Write Machine Learning Algorithms From Scratch: Random Forest

2017-12-23

Introduction

Random Forest is a supervised classification algorithm, it can classify data according to various given features.

Assuming that we want to determine whether a person is male or female according to his/her weight, height and 100m-race time. Training data is as follows.

Person	Weight(kg)	Height(meter)	100m-race time(second)	Gender
A	50	1.62	18	Female
B	70	1.81	16	Male
C	60	1.72	15	Female
D	70	1.71	19	Male
E	52	1.69	17	Female

We can load these data and train them with the random forest classification algorithm. The model obtained from training could be used for prediction. E.g., We will be able to predict this person’s gender using the trained model.

Weight(kg)	Height(meter)	100m-race time(second)
60	1.62	16

Notice that we will mainly focus on how to use random forest and how to write the algorithm from scratch. We won’t dive into the esoteric mathematical principles behind it. After finishing this post, you will be able to understand various parameters seen in third-party random forest implementations.
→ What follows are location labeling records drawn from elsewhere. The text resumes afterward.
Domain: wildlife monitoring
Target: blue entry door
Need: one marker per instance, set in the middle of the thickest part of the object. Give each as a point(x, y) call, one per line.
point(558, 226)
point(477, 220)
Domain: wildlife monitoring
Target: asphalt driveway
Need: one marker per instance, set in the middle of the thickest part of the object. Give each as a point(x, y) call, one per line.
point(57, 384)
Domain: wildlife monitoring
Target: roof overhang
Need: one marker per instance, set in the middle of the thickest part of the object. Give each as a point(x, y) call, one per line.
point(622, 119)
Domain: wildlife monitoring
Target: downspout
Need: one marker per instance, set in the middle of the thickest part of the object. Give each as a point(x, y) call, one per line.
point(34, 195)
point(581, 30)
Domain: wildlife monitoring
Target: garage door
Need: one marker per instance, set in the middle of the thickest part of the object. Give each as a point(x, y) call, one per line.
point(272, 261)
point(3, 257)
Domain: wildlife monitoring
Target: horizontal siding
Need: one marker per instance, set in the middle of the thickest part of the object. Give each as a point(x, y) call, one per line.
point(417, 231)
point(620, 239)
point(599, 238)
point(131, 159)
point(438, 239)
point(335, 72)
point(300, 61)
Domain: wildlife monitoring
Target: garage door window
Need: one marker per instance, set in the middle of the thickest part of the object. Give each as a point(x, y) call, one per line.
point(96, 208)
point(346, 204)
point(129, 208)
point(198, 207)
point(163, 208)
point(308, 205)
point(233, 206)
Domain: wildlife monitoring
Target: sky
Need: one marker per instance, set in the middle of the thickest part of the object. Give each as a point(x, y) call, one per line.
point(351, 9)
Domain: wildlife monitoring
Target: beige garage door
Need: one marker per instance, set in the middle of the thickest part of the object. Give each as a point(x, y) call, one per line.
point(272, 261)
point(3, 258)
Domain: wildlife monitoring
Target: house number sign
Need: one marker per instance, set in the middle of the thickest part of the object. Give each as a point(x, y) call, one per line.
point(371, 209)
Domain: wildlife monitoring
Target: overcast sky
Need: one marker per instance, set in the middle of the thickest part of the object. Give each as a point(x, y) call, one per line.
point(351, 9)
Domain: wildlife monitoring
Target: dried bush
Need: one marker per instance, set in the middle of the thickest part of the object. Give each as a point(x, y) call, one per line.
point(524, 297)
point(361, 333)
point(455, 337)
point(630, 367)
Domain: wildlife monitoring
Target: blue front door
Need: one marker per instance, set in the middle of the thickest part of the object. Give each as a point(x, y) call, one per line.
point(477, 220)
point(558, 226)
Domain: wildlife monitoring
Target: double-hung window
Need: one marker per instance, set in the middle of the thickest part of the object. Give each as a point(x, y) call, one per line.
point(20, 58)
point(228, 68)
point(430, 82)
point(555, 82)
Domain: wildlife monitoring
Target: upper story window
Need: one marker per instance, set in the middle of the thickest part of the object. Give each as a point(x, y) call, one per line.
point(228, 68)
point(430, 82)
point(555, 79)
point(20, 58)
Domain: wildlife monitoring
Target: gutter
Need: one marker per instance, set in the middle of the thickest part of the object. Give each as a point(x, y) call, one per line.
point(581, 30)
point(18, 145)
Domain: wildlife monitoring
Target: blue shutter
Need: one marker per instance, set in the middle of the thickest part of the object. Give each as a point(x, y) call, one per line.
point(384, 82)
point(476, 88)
All the code mentioned in the post is available for download. So please refer to the code if there’s anything unclear in the post.

Execution

Let’s first run the code that we will write, so we could know what it’s like.

Install Python3

Download code

1	git clone git@github.com:searene/demos.git && cd demos/RandomForest

Download Dependencies
1
pip install numpy pandas

Execution

python evaluate_random_forest.py
Average cross validation accuracy for 1 trees: 0.6887700534759359
Test accuracy for 1 trees: 0.6190476190476191
Average cross validation accuracy for 3 trees: 0.6898395721925135
Test accuracy for 3 trees: 0.8571428571428571
Average cross validation accuracy for 10 trees: 0.6983957219251338
Test accuracy for 10 trees: 0.7619047619047619

So you can see that, we get the highest accuracy with 3 trees, which is about 85%.

How It Works

Random Forest is rather complex, so let’s use an example.

Person	Weight(kg)	Height(meter)	100m-race time(second)	Gender
A	50	1.62	18	Female
B	70	1.81	16	Male
C	60	1.72	15	Female
D	70	1.71	19	Male
E	52	1.69	17	Female

We mentioned before that we could use these data to train our random forest model, in order to predict new items. So how to train? In fact, training is equivalent to building a tree here. Steps are as follows.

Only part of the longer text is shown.